Around 30 students performed the non-violent demonstration by lying in the main quad to highlight the climate risks of fossil fuel consumption.
The student-led campaign ‘Fossil Free UCL’ performed a die-in on Friday 16th November to emphasise the “urgency of transitioning away from fossil energy”. The protest began in the main quad with campaigners holding a red ribbon to represent the blood on the hands of UCL administration. They then proceeded in silence to the Provost’s office and lay outside the door as an expression of “grief for the victims of climate change now and in the future.”
UCL currently holds investments worth £14.5 million in large fossil fuel companies such as Occidental Petroleum, BP and Royal Dutch Shell, along with stakes worth £6.6 million in banks that lend extensively to the fossil fuel industry. This includes £1.3 million invested in Shell, one of the highest emitters of carbon globally, who have recently come under investigation for complicity in human rights abuses.
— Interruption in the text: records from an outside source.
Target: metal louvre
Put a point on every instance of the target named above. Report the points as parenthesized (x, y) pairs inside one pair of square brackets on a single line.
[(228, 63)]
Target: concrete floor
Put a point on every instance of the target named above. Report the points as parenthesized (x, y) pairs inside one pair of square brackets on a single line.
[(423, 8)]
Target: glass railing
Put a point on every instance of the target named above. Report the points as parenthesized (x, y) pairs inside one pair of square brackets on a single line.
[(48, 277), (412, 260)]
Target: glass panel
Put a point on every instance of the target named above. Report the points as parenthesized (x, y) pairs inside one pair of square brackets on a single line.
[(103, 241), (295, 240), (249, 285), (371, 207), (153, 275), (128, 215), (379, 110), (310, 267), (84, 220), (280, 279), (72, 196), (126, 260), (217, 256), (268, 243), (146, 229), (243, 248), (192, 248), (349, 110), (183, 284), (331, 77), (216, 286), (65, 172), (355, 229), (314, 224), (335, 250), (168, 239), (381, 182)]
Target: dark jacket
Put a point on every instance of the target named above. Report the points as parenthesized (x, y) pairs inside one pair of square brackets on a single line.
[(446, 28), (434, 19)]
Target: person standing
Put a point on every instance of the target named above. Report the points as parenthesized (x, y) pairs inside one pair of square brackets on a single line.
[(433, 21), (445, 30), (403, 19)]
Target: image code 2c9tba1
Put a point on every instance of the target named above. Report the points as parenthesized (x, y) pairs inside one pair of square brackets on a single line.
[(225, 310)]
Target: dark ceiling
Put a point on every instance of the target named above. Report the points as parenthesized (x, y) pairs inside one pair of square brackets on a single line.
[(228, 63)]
In their online petition, which is open to the public to sign, ‘Fossil Free UCL’ condemns the university’s role in funding an industry that catalyses global warming, calling on the management to sell off all such ventures by the end of the academic year and to redirect financial backing to green initiatives.
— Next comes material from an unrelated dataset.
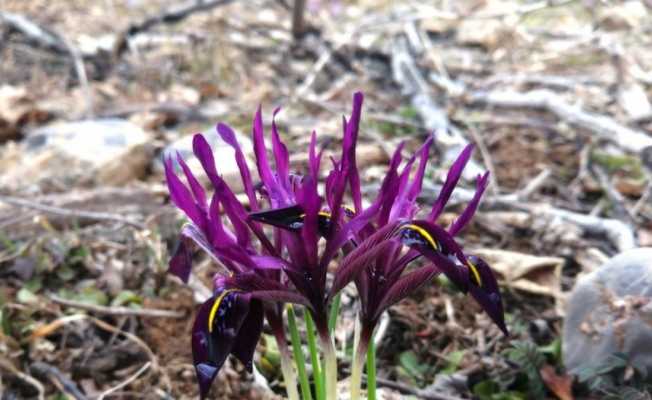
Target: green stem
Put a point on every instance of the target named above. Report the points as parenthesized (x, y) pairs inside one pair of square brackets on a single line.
[(371, 370), (330, 368), (356, 372), (289, 377), (335, 310), (330, 358), (299, 358), (317, 370)]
The die-in marked the culmination of six years of protest and pressure on the university to divest from fossil fuel companies, and took place on the same day that the UCL council met to discuss its ‘Policy for Socially Responsible Investment’ ratified last month. The document pledges an “enduring commitment to promoting environmental sustainability” and the promotion of “low or zero carbon investments” but not at the expense of “risk and returns”. Crucially, the policy includes no clear commitment to divestment. ‘Fossil Free UCL’ say that the agreement is “vague about the timeframe and details of the commitment and refuses to consult students”. The results of Friday’s Council meeting are yet to be released but the campaign hopes a timeline for divestment was discussed.
The group also argue that the university’s yearly acceptance of research endowments from oil, natural gas, and coal companies – such as the $2.5 million received from fracking firm Santos and the $10 million from mining conglomerate BHP Billiton – contradicts both UCL’s guiding principles and its ethical investment policy, whilst also fuelling “the good public image” of the industry that it needs to continue operating. They call for greater transparency and more frequent reporting on all of the university’s financial relations with the fossil fuel industry.
UCL’s ‘Ethical Investment Policy’ states that the university will not invest in fossil fuel companies “not taking seriously their responsibilities to assist with the transition to a low carbon economy and/or not reducing emissions” and “in companies that persistently and needlessly emit significant quantities of carbon into the atmosphere.” Its investment portfolio, under asset manager Sarasin & Partners, includes 9 of the 200 largest fossil fuel corporations globally.
In a press release following the die-in, the campaign outlined the current effects of global warming such as the increased frequency of extreme and fatal weather events and highlighted the warnings set out in the recent report by UN’s Intergovernmental Panel on Climate Change.
The ‘die in’ came just a day before five London bridges were occupied by thousands of environmental protesters in what was dubbed ‘Rebellion Day’ by activist group ‘Extinction Rebellion’, who seek to urge the government to take greater action on climate change.